Twelve years ago, publishing in a journal most people had never heard of, a group of faculty from the Duke Department of Psychiatry and Behavioral Sciences suggested that 18 of America's first 37 presidents met the criteria for a serious psychiatric disorder, based on a review of biographical information.
The study "got zero attention" at the time, said co-author and current Duke psychiatry professor Marvin Swartz.
But in the current swirl of a presidency that is shattering norms, "Mental Illness in U.S. Presidents Between 1776 and 1974" is suddenly at the forefront of the national dialogue, fueling debate over President Donald Trump's fitness for office and the ethics of mental health professionals making those claims.
"It was a very different time when that was published in 2006," Swartz said. "Our point was that presidents are people like anyone else, and they have mental health diagnoses at about the same prevalence as the general public, and it's just something to be aware of."

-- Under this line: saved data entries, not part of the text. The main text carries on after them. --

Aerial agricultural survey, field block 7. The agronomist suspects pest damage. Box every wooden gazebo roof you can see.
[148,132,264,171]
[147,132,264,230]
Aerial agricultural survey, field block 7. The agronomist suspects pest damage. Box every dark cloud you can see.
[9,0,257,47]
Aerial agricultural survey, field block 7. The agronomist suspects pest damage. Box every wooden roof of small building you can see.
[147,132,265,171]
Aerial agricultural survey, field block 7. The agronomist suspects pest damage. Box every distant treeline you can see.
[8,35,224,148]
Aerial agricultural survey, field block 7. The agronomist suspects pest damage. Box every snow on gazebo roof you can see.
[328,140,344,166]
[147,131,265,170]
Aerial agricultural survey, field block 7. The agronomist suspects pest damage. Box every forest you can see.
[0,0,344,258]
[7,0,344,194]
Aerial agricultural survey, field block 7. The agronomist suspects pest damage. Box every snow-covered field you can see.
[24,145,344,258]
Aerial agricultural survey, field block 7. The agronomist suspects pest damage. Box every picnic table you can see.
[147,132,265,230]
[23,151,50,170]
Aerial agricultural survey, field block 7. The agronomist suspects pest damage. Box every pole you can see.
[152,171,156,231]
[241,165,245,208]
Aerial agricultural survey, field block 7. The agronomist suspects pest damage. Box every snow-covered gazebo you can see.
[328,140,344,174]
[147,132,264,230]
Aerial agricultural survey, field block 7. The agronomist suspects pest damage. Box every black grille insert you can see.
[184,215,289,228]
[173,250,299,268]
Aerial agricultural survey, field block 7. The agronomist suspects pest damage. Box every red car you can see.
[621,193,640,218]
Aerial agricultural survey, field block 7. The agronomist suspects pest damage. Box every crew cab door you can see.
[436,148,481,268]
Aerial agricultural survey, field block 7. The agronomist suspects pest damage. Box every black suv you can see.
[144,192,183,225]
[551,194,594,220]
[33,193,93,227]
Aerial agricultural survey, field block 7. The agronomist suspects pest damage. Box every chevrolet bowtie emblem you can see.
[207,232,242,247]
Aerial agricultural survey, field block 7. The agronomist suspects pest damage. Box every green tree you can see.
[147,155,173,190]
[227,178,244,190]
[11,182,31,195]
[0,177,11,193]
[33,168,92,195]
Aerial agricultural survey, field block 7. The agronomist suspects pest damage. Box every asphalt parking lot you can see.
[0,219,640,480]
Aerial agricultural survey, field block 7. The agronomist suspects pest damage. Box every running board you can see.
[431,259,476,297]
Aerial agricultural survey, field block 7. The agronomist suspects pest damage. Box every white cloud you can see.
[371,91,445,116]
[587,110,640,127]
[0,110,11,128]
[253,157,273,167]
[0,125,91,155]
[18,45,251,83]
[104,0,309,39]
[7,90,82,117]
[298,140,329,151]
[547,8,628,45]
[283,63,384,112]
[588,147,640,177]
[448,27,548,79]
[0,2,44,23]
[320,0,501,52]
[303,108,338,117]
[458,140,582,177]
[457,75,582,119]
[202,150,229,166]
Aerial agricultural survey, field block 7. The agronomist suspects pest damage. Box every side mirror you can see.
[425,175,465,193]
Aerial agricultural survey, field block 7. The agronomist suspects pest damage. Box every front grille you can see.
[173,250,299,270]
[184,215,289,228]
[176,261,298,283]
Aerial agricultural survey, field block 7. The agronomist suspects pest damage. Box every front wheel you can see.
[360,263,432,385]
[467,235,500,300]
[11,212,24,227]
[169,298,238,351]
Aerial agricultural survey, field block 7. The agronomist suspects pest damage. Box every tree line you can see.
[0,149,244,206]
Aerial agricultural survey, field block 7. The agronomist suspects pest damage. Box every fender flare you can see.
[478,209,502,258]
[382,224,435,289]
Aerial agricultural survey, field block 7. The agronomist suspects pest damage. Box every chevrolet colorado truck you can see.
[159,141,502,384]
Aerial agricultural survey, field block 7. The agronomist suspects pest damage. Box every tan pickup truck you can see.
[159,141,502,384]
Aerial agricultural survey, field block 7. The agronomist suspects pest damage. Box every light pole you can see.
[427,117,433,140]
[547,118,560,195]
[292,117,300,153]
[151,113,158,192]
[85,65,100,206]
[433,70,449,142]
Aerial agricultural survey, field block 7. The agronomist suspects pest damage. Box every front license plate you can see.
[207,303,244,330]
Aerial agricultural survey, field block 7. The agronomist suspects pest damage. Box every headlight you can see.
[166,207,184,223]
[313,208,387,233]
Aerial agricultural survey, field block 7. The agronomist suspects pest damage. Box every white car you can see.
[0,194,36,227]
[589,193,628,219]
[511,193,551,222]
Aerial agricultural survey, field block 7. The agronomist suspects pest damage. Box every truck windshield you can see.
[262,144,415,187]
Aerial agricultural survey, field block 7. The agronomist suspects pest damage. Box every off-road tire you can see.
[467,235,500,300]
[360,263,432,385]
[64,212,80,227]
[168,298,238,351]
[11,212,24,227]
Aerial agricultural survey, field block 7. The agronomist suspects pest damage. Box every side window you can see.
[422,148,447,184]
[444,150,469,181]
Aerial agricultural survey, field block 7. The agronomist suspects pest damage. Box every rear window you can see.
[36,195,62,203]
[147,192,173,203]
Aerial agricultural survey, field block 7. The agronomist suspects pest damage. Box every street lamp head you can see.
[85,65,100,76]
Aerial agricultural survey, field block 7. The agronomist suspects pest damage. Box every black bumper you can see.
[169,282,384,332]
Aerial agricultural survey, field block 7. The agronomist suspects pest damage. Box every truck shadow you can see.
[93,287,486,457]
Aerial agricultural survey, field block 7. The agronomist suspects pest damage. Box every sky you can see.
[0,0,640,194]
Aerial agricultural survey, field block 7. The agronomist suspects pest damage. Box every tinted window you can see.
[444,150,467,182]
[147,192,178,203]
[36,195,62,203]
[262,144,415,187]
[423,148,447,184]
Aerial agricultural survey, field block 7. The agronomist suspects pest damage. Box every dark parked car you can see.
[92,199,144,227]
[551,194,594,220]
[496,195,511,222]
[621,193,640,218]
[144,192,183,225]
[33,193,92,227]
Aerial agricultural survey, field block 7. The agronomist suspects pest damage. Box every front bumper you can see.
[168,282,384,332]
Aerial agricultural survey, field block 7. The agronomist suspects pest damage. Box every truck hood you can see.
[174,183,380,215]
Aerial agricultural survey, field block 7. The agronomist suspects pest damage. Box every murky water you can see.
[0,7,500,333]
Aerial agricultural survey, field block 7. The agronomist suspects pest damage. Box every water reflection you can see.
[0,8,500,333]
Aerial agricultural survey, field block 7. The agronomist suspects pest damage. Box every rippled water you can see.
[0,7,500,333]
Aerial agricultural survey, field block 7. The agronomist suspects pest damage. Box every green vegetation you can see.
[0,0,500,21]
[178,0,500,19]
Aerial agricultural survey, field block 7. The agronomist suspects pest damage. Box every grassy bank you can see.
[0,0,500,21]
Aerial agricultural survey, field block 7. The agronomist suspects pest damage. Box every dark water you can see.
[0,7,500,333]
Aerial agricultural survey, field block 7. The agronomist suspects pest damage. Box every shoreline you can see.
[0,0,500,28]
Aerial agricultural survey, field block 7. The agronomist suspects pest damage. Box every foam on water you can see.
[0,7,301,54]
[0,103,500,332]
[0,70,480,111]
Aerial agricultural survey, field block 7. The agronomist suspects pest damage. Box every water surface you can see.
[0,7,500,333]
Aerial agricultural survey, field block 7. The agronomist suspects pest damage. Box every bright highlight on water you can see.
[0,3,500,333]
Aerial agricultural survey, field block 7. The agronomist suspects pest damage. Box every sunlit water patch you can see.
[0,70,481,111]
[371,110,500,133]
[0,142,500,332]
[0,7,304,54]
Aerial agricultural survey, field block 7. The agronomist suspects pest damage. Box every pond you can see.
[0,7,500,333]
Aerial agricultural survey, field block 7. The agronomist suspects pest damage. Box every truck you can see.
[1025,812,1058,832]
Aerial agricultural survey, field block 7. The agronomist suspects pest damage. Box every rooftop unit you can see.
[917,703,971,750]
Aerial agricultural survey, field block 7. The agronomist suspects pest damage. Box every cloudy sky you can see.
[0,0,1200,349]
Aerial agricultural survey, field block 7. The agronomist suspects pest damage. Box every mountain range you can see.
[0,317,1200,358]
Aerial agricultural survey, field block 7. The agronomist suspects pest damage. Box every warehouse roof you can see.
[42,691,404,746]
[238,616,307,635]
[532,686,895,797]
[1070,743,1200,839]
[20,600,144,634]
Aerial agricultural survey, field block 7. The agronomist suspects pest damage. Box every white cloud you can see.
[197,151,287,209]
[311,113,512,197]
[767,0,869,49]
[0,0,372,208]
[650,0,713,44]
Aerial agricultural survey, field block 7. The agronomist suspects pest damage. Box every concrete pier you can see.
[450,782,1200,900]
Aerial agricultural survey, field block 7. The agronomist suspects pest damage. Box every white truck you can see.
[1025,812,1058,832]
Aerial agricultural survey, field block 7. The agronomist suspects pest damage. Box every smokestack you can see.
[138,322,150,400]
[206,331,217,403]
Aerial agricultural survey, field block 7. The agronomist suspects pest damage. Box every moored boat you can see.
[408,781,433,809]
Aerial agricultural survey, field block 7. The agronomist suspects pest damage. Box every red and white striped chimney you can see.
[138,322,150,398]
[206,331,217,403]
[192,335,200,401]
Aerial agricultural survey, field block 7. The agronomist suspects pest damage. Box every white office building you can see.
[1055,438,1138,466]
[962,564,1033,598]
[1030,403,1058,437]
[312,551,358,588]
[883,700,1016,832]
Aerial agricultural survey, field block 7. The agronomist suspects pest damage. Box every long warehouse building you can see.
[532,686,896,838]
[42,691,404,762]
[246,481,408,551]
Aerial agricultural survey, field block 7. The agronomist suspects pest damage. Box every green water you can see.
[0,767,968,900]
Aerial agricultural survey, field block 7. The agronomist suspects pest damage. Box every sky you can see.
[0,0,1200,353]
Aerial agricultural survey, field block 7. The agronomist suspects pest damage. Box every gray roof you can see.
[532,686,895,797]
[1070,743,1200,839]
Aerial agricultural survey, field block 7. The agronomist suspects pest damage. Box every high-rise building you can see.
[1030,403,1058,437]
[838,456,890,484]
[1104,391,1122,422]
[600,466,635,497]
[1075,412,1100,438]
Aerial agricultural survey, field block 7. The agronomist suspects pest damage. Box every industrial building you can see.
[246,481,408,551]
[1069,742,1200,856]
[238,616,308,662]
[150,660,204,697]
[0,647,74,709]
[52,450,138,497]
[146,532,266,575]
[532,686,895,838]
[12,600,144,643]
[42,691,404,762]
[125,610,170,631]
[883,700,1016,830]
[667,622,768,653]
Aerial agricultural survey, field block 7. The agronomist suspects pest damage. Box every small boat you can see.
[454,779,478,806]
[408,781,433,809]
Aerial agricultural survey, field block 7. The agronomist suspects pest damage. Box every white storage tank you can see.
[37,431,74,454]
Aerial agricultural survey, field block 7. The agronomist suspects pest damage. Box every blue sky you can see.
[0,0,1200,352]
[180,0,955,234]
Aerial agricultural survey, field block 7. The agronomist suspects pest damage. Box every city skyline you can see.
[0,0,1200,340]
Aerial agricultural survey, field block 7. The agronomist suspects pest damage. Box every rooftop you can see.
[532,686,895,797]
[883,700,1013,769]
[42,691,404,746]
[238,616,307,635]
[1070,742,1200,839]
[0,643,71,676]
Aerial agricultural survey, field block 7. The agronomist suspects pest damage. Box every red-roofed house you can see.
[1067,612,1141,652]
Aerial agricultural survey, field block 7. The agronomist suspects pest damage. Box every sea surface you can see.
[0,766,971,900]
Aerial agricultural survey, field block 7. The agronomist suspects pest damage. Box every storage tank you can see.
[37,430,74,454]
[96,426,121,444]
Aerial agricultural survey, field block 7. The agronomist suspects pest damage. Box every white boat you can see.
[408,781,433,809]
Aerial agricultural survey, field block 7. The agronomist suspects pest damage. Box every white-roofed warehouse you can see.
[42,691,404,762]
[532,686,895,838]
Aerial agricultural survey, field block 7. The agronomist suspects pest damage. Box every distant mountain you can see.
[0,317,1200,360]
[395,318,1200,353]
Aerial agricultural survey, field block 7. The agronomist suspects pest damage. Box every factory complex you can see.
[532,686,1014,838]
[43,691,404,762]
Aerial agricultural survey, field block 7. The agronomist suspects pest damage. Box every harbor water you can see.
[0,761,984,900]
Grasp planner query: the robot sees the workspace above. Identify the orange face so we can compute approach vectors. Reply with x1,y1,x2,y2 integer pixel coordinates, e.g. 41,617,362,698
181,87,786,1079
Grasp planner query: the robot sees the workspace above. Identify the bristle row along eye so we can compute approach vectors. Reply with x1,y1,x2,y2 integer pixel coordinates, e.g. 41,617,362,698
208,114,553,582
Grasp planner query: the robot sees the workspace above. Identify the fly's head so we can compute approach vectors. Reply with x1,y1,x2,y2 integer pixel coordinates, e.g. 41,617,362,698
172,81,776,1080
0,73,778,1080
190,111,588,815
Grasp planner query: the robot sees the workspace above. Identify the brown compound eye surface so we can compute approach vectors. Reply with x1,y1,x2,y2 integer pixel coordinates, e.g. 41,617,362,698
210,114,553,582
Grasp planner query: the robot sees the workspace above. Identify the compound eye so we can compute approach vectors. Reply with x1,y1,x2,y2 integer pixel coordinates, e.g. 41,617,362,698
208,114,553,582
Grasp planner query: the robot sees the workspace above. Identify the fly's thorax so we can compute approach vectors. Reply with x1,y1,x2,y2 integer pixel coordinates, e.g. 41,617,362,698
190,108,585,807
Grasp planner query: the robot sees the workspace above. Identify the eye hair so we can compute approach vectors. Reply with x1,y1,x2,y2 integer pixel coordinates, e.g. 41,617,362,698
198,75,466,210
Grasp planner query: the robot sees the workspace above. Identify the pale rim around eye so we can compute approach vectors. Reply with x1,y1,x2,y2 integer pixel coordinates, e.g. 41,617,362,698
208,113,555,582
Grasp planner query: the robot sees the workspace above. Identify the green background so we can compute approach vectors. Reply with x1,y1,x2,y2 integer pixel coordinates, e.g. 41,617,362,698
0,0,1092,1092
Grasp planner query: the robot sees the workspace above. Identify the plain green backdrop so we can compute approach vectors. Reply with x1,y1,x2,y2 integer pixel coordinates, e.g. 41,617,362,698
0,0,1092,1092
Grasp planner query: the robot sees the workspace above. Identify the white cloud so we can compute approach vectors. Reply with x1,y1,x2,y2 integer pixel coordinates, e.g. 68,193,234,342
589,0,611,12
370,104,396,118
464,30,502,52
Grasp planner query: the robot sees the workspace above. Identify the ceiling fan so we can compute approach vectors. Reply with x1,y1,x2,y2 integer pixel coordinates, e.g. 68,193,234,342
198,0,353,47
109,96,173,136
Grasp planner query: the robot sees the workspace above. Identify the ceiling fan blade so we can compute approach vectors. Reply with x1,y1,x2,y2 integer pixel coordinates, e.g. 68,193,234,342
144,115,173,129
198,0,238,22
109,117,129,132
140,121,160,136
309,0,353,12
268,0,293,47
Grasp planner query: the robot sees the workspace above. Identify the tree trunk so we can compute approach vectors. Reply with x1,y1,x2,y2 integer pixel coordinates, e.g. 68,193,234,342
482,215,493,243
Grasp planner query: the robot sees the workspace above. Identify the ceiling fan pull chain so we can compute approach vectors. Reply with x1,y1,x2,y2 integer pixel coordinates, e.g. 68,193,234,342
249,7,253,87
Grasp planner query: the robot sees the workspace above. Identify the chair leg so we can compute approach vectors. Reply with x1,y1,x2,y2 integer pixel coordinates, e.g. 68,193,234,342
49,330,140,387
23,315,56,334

The study, which originally appeared in The Journal of Nervous and Mental Disease, is now being cited by journalists as an academic case for assessing the mental health of presidents based on something other than a personal psychiatric examination. In recent weeks, Swartz and his study have been cited by National Public Radio and the Washington Post.
In their paper, Swartz and his co-authors laid out three criteria used to determine whether presidents exhibited psychiatric disorders, as gauged by a review of the biographical information: Symptoms met the diagnostic definition; symptoms were persistent; symptoms altered personality, relationships or work capacity, and were evident to others and treated.
This kind of approach is part of a subfield of psychiatry known as psychohistory, which traces its roots back to Sigmund Freud. But it also appears to be at odds with the American Psychiatric Association's "Goldwater Rule." The association issued the rule in 1973 as an ethical guideline after psychiatrists were successfully sued for publically claiming that presidential candidate Barry Goldwater was unfit for office.
"The Goldwater situation was a huge embarrassment for psychiatry," said Swartz, who is leading a grand rounds debate with psychiatry faculty later this month to discuss the Goldwater Rule.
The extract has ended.